Через окошко за этой сценой со смешанным с ужасом восхищением наблюдала еще одна пара глаз. Это были глаза вчерашней девушки-кассира. Но что эта девушка успела углядеть в этой сцене, и о чем завтра будет рассказывать своим знакомым, Павле было уже абсолютно безразлично.
— Павел, что это было?
— Да вроде бы это утро они тут так изображают. Видите, солнце встает. Замечательные декорации!
— Я не про спектакль, я про то, как сержант госбезопасности у вас прощения просил.
— Ах, это. Да понимаете, Марина, я хамства не терплю ни в какой форме. Вот поэтому иногда глупости и делаю. Но в этот раз все ведь благополучно закончилось.
— Странный вы человек, Павел. А то, что на лице этого сержанта синяк большой, это случайно не ваших рук дело?
— Марина, ну какая вам разница? Вам, что не нравится этот спектакль?
— Нравится. Но зачем вы, Павел, меня снова в театр пригласили? Разве только, чтоб спектакль смотреть?
— Марина, разрешите я вам все после спектакля скажу?
— Товарищи, имейте же совесть, это же театр!
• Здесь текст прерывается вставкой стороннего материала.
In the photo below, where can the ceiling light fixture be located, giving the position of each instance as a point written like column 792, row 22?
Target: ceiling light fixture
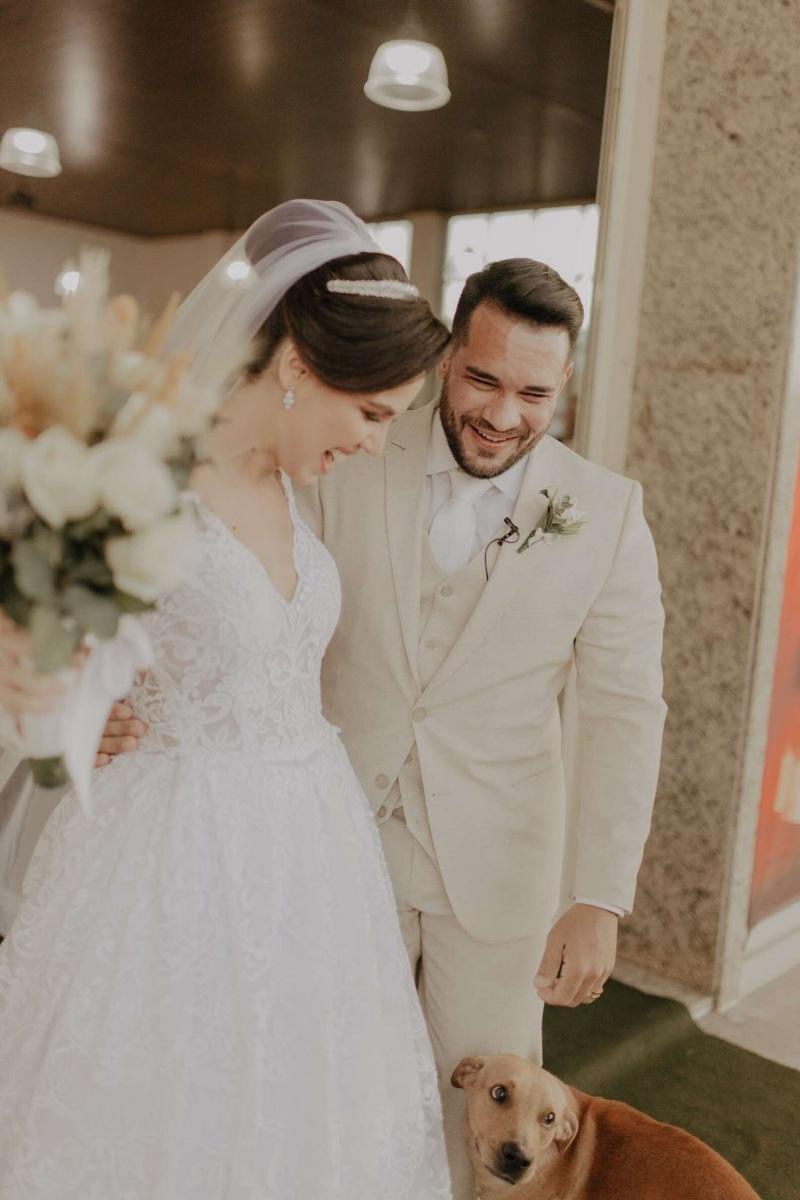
column 238, row 270
column 408, row 75
column 30, row 153
column 68, row 281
— Простите, товарищ, мы больше не будем…
Спектакль закончился. Глаза Марины горели восторгом, но сама она молчала. Павла тоже не спешила начать разговор.
— Марина, погулять мы, к сожалению, уже не успеем, мой поезд всего через час. Разрешите я вас до дома провожу?
— Хорошо, Павел.
"Э-э-эх! Небось, думает "харьковская Золушка", что сейчас этот "принц на краснозвездном коне" ей в любви признаваться будет. А нам ведь с ней прощаться нужно. Во всех смыслах и навсегда. Вряд ли она поймет меня и простит. Женщины не прощают такого, мне ли этого не знать. Я ведь, когда Ванька женился, три дня тогда плакала. Это потом все сгорело и травой сквозь пепел проросло. Вот уж и правда – "Поматросил и бросил". Сколько еще вот таких же фантазерок мне на моем новом жизненном пути встретятся. Ведь будут верить, что я им судьбой послан. А судьбе на наши планы…"
— Простите меня, Марина!
— Павел…
— За все меня Марина простите… если сможете.
— Пожа…
— Не могу я вам всего рассказать, но поймите! Нам обязательно нужно расстаться.
— Это я…
— Вы тут совсем ни причем. Марина у меня нет, и больше не будет женщины. Никогда!
"Угу. Ну да, и была-то у меня по-настоящему всего одна женщина. Чур, меня, чур! Гхм. Правда, если еще ту Тамару не считать. Не могу я этим развратом заниматься. Притворяться не могу".
— Боже мой!!!
— Вы неправильно поняли меня, Марина! Я не враг нашей Родине. Я обычный советский человек, вот только жить мне осталось совсем недолго.
— Сколько бы ни было! Павел…
— Нет, Марина! Все решено. Я скоро уеду и надолго. Потом… потом, может быть, даже вернусь. Когда, не знаю, и врать не хочу. Даже тогда между нами ничего не должно быть. Вас наверняка будут спрашивать обо мне, может быть даже этот самый сержант. Просто скажите, что как познакомились, так и расстались. Не вздумайте меня выгораживать. Надо будет написать то, что вас попросят, напишите. Скажут, что я враг народа, соглашайтесь. Мне это навредить уже все равно не сможет. Видите? Даже сегодняшним невинным походом в театр я уже подверг вас опасности.
— Павел!
— Марина! Я вас прошу! Я хотел бы быть вам братом или другом, но даже этого позволить себе не могу. Пожалуйста…, забудьте меня. И простите!
"Прощай, и ничего не обещай, и ничего не говори. А чтоб понять мою печаль в пустое небо посмотри". Вот и все. Снова чувствую себя героиней мелодрамы. Все кончилось, но жить-то нужно. Прощай подруга. Хотя какая ты мне подруга? Поклонница-воздыхательница, блин. А теперь и вовсе обиженный мной человек. Да, мы с ней еще много раз увидимся, но уже просто, как со слегка знакомым человеком".